Versão radiofónica: aqui
Estou na fila para a caixa do supermercado e à minha frente há só um rapaz. Traz andrajos de rapper, tão datados para este tempo como para a idade dele, e na mão leva apenas uma caixa de gelado de marca dita branca.
Antigamente eu teria pensado que a compra, de tão singela, só poderia ter um fito: um momentinho de namorisco com a rapariga da caixa, neste caso a Flávia – mesmo cirandando por ali, a discutir os chocolates em vozes bem altas, aqueles que me pareciam ser a mulher e os dois filhos precoces do rapaz.
A Flávia é uma rapariga bonita, com um sorriso franco: a caixa dela é sempre popular. Mas desta vez eu sei logo o que rapaz vai fazer.

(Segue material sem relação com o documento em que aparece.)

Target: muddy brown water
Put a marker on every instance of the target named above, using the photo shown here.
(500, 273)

Então, pede à Flávia que lhe confira o preço do gelado, esta aponta-lhe o leitor electrónico, diz:
– Dois euros e sete.
E ele agarra na caixa e vai pô-la de volta na arca, ajustando o capuz sobre a testa, num gesto inconsciente.
Custa-me tanto, aquilo, que só não vou lá buscar o gelado, de modo a oferecê-lo às duas crianças, para não ferir a dignidade do pai.
Digo a mim mesmo: esquece, Joel – saem daqui e acendem logo os seus cigarros, ele e a mulher. Não tarda estão a brincar no Facebook, com os seus telemóveis da maçãzinha, e o resto da tarde passá-lo-ão a ver a TV Cabo, fumando para cima dos miúdos.
Mas, ao pensá-lo, tenho ainda mais vontade de lhes oferecer o gelado – às crianças e aos pais, crianças também.
Quando me juntei a este espaço, fizeram-me um só pedido: que tentasse fazer reflectir nas crónicas ao menos uma notícia da actualidade – mesmo que uma breve de jornal. Portanto, cá vai: naquele dia do supermercado, o país acordara alarmado com a informação de que 17,2 % da sua população se encontra em risco de pobreza. Hoje, quando escrevo, soube-se que o número dos Açores não é 17,2 %, mas de 31,8 % – quase o dobro.
O resto nem sequer vem nos media. Mas devia vir.
Regularmente ou em permanência, estas ilhas lideram destacadas os rankings nacionais de analfabetismo, insucesso e abandono escolar; de violência doméstica, abuso sexual e gravidez precoce; de alcoolismo, obesidade infantil e diabetes; de violência contra as pessoas, de suicídio jovem e de dependência do RSI.
Entre outros.
Durante anos, insisti nestes números em público, repetida e até fastidiosamente, na esperança de que ao menos a estratégia do pica-pau pudesse surtir algum tipo de efeito. Fazia sempre uma excepção: a mortalidade infantil. Uma vez referira-a também, por engano, e logo recebera um telefonema de um assessor do Governo. Há dias, ficámos a saber que também na mortalidade infantil os Açores comandam agora.
Falamos em “risco de pobreza”, mas por eufemismo: é pobreza mesmo, porque vai muito além da economia. São todos os sinais de subdesenvolvimento humano concebíveis. Verificam-se numas ilhas remotas, com uma paisagem linda, e o país assobia para o lado, porque a Madeira teve aquele palhaço do Jardim durante quarenta anos e deve ser pior.
Não é. E os Açores precisam de ajuda. Precisam do escrutínio dos portugueses – por muito que ouvi-lo desagrade às suas chamadas elites (posição, oposição e intelectuais incluídos), seguras de que a autonomia é princípio que chegue para se sobrepor aos valores.
Também não é. Os valores são as pessoas. As pessoas – demasiadas pessoas – estão enfiadas em bairros sociais, escondidas por detrás das cinturas de habitação menos indigna que agora se constroem à volta, para disfarçar a miséria. E as crianças, que nunca conheceram outra coisa, não sabem sequer o que podem desejar senão isso também: a miséria.
Precisamos de ajuda. Em socorro das pessoas e da própria autonomia.